Mumbai: Here’s an opportunity to get to know more about Louis Banks - The godfather of jazz in India. Yoshita Sengupta of Life Is Music writes about the legendary musician in a blog titled A Tale of Four Cities.
Here’s Part I of the blog:
The three biggest turning points in the five decade-long illustrious career of Louiz Banks were engineered by ‘Guardian Angels’. In the first of the three part series, we trace his journey from when he was a little boy in Darjeeling to the first career-defining moment of his life.
At 7 am each morning, in the chilly hill town of Darjeeling in early 1950s, Dambar B Budaprithi, a sleepy little boy would sit on the Piano, his feet barely touching the ground. A very serious looking man would sit on the other end; watching, listening. Sometimes, as the little boy ran his pudgy fingers through the scales, an unexpected whack on the fingers would come his way. The boy would know that he had made a mistake. A day at school would follow.

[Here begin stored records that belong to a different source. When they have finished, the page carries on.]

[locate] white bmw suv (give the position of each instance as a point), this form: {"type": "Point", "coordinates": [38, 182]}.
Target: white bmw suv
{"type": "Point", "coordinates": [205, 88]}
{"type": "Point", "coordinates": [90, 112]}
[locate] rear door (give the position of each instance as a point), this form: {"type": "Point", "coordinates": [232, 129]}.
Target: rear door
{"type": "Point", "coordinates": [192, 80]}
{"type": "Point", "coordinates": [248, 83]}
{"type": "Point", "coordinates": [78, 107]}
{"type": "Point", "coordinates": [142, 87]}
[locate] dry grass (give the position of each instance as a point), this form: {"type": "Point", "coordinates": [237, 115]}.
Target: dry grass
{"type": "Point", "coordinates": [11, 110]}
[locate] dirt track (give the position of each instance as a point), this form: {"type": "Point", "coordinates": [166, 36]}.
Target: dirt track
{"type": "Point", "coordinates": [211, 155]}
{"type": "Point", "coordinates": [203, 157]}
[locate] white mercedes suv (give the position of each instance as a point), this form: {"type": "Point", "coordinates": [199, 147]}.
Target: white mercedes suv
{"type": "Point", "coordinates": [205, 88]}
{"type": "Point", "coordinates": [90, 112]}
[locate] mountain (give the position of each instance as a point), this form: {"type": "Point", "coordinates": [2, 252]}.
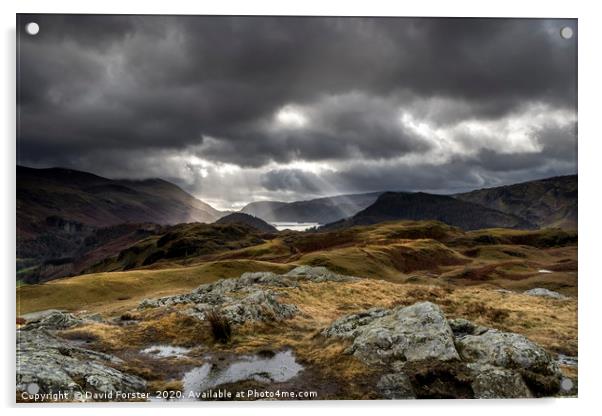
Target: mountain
{"type": "Point", "coordinates": [548, 202]}
{"type": "Point", "coordinates": [320, 210]}
{"type": "Point", "coordinates": [392, 206]}
{"type": "Point", "coordinates": [241, 218]}
{"type": "Point", "coordinates": [179, 243]}
{"type": "Point", "coordinates": [94, 201]}
{"type": "Point", "coordinates": [67, 219]}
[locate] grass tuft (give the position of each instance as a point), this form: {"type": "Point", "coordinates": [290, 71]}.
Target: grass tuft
{"type": "Point", "coordinates": [220, 327]}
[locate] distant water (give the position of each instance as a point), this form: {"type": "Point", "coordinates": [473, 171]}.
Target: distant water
{"type": "Point", "coordinates": [295, 226]}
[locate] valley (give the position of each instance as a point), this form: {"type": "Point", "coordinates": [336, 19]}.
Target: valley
{"type": "Point", "coordinates": [237, 305]}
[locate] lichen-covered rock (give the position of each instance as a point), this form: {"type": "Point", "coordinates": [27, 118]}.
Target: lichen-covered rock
{"type": "Point", "coordinates": [258, 305]}
{"type": "Point", "coordinates": [350, 326]}
{"type": "Point", "coordinates": [54, 365]}
{"type": "Point", "coordinates": [546, 293]}
{"type": "Point", "coordinates": [246, 298]}
{"type": "Point", "coordinates": [497, 383]}
{"type": "Point", "coordinates": [413, 333]}
{"type": "Point", "coordinates": [508, 350]}
{"type": "Point", "coordinates": [462, 327]}
{"type": "Point", "coordinates": [395, 386]}
{"type": "Point", "coordinates": [53, 321]}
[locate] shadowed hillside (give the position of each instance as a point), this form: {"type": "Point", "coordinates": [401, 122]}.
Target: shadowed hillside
{"type": "Point", "coordinates": [548, 202]}
{"type": "Point", "coordinates": [392, 206]}
{"type": "Point", "coordinates": [58, 210]}
{"type": "Point", "coordinates": [255, 222]}
{"type": "Point", "coordinates": [321, 210]}
{"type": "Point", "coordinates": [94, 201]}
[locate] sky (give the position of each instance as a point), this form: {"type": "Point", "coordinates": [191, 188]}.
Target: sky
{"type": "Point", "coordinates": [241, 109]}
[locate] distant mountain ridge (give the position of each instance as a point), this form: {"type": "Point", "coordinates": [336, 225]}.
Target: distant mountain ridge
{"type": "Point", "coordinates": [392, 206]}
{"type": "Point", "coordinates": [241, 218]}
{"type": "Point", "coordinates": [319, 210]}
{"type": "Point", "coordinates": [100, 202]}
{"type": "Point", "coordinates": [550, 202]}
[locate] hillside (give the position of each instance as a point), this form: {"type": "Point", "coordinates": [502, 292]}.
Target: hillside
{"type": "Point", "coordinates": [291, 297]}
{"type": "Point", "coordinates": [241, 218]}
{"type": "Point", "coordinates": [392, 206]}
{"type": "Point", "coordinates": [548, 202]}
{"type": "Point", "coordinates": [181, 244]}
{"type": "Point", "coordinates": [320, 210]}
{"type": "Point", "coordinates": [91, 200]}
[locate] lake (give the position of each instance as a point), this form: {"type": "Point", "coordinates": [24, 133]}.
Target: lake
{"type": "Point", "coordinates": [295, 226]}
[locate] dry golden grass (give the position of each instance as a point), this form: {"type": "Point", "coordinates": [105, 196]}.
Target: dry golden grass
{"type": "Point", "coordinates": [114, 292]}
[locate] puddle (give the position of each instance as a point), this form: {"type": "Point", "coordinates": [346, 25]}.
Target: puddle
{"type": "Point", "coordinates": [277, 368]}
{"type": "Point", "coordinates": [567, 360]}
{"type": "Point", "coordinates": [166, 351]}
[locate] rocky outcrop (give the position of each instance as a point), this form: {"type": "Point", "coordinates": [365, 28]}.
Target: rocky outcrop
{"type": "Point", "coordinates": [47, 364]}
{"type": "Point", "coordinates": [248, 297]}
{"type": "Point", "coordinates": [424, 355]}
{"type": "Point", "coordinates": [492, 382]}
{"type": "Point", "coordinates": [53, 321]}
{"type": "Point", "coordinates": [414, 333]}
{"type": "Point", "coordinates": [546, 293]}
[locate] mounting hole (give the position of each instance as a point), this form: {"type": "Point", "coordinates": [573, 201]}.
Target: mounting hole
{"type": "Point", "coordinates": [566, 32]}
{"type": "Point", "coordinates": [32, 28]}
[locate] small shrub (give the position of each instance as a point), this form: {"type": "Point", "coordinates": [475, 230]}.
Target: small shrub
{"type": "Point", "coordinates": [220, 327]}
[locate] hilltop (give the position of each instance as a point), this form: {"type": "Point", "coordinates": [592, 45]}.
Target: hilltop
{"type": "Point", "coordinates": [392, 206]}
{"type": "Point", "coordinates": [550, 202]}
{"type": "Point", "coordinates": [320, 210]}
{"type": "Point", "coordinates": [241, 218]}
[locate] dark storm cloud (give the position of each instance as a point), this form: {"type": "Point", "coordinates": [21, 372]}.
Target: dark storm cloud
{"type": "Point", "coordinates": [100, 87]}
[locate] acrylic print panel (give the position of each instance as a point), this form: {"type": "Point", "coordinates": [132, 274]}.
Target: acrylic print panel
{"type": "Point", "coordinates": [295, 208]}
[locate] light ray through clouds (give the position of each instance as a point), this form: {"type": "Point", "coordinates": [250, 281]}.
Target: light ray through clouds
{"type": "Point", "coordinates": [237, 109]}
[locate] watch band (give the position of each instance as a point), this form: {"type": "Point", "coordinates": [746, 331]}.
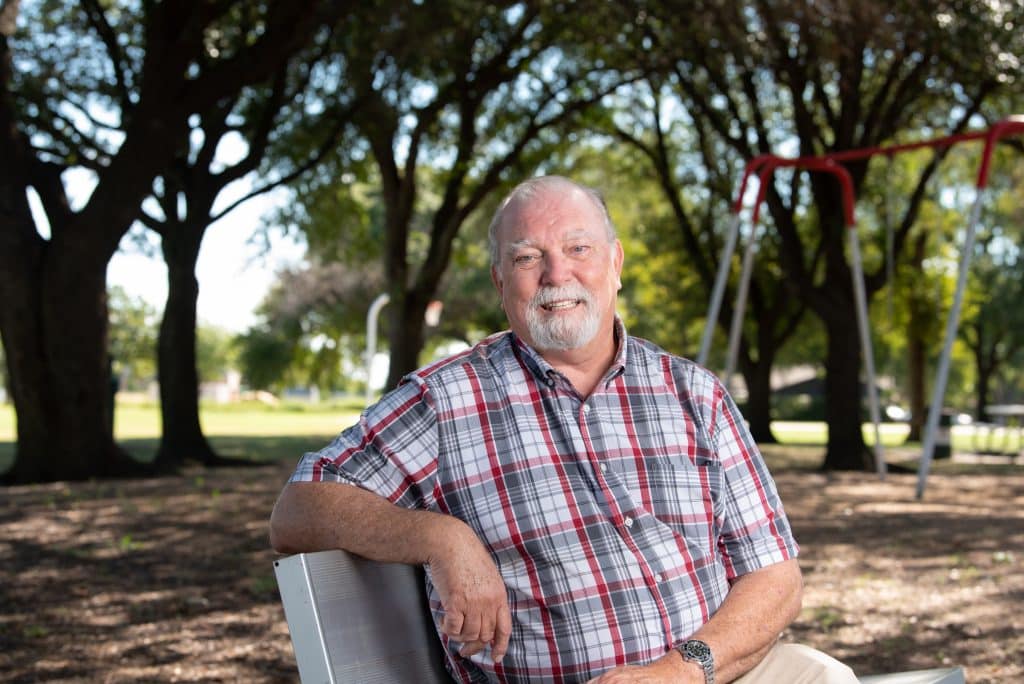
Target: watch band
{"type": "Point", "coordinates": [697, 651]}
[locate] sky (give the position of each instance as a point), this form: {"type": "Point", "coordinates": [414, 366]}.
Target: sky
{"type": "Point", "coordinates": [232, 275]}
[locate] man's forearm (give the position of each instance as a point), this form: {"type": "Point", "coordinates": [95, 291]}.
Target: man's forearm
{"type": "Point", "coordinates": [758, 607]}
{"type": "Point", "coordinates": [316, 516]}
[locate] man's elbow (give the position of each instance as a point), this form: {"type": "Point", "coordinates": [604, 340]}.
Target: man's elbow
{"type": "Point", "coordinates": [283, 531]}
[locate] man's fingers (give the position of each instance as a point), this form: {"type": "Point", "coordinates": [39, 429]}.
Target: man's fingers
{"type": "Point", "coordinates": [472, 648]}
{"type": "Point", "coordinates": [503, 629]}
{"type": "Point", "coordinates": [452, 624]}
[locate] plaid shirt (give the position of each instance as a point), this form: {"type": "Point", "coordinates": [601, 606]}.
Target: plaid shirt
{"type": "Point", "coordinates": [616, 521]}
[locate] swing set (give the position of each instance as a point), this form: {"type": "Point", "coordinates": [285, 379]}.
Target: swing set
{"type": "Point", "coordinates": [764, 166]}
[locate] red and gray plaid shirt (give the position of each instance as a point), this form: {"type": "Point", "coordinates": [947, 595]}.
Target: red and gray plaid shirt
{"type": "Point", "coordinates": [616, 522]}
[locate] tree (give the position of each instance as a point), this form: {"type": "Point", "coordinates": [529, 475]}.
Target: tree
{"type": "Point", "coordinates": [822, 79]}
{"type": "Point", "coordinates": [992, 326]}
{"type": "Point", "coordinates": [451, 101]}
{"type": "Point", "coordinates": [307, 317]}
{"type": "Point", "coordinates": [86, 85]}
{"type": "Point", "coordinates": [653, 122]}
{"type": "Point", "coordinates": [189, 197]}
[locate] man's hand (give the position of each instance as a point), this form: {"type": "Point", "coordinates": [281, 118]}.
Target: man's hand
{"type": "Point", "coordinates": [472, 593]}
{"type": "Point", "coordinates": [670, 669]}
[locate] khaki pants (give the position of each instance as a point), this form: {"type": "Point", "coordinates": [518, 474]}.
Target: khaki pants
{"type": "Point", "coordinates": [796, 664]}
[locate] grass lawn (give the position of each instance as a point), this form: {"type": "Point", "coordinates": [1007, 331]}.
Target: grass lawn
{"type": "Point", "coordinates": [268, 433]}
{"type": "Point", "coordinates": [245, 430]}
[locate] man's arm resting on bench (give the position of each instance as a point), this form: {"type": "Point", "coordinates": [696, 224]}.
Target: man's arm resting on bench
{"type": "Point", "coordinates": [318, 516]}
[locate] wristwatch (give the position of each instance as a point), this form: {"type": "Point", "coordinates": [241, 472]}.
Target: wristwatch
{"type": "Point", "coordinates": [697, 651]}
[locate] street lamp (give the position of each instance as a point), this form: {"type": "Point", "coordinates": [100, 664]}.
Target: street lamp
{"type": "Point", "coordinates": [432, 316]}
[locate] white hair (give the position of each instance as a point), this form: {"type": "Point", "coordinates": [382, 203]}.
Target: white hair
{"type": "Point", "coordinates": [528, 189]}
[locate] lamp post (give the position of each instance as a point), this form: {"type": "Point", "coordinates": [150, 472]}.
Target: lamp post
{"type": "Point", "coordinates": [432, 316]}
{"type": "Point", "coordinates": [372, 315]}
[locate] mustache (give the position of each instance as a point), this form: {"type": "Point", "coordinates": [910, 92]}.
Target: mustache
{"type": "Point", "coordinates": [548, 295]}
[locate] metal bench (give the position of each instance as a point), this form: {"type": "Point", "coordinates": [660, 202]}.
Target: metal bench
{"type": "Point", "coordinates": [357, 622]}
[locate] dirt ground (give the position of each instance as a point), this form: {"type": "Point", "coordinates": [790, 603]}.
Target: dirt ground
{"type": "Point", "coordinates": [171, 580]}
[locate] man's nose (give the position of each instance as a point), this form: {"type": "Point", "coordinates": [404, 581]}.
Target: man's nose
{"type": "Point", "coordinates": [557, 269]}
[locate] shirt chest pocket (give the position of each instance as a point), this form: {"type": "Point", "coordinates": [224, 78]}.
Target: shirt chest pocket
{"type": "Point", "coordinates": [674, 489]}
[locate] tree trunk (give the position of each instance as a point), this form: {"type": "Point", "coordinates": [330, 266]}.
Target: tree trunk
{"type": "Point", "coordinates": [916, 331]}
{"type": "Point", "coordinates": [846, 450]}
{"type": "Point", "coordinates": [181, 437]}
{"type": "Point", "coordinates": [758, 378]}
{"type": "Point", "coordinates": [59, 381]}
{"type": "Point", "coordinates": [404, 337]}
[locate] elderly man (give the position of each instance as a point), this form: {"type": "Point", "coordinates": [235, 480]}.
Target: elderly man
{"type": "Point", "coordinates": [588, 507]}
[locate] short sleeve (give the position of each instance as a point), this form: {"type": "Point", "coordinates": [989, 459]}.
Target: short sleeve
{"type": "Point", "coordinates": [755, 529]}
{"type": "Point", "coordinates": [391, 451]}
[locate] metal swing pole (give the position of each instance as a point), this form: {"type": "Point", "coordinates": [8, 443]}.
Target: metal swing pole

Just as the boy stepped into teenage years, he’d started to sit in with the band that played at a British Club in town. The band was led by Pushkar Bahadur.
Pushkar Bahadur was a fifth generation musician who, just before World War II, had moved to from Nepal to Calcutta, which was then a hub for top musicians from across the world. The first in his family to venture out of Nepal and rechristened as George Banks, he happened to come in contact with Teddy Weatherford, an American Jazz Pianist, who had performed across the World with legends like Louis Armstrong. Weatherford invited him to be a part of his band in Calcutta. That’s where Pushkar Bahadur (or George Banks) started his career, in the company of greats. A Trumpet virtuoso, George, learnt the Piano from Weatherford himself and also qualified himself to be a music teacher. In 1945, though, a 41-year-old Weatherford died of cholera. Banks packed up and moved to Darjeeling, back into the lap of the Himalayas.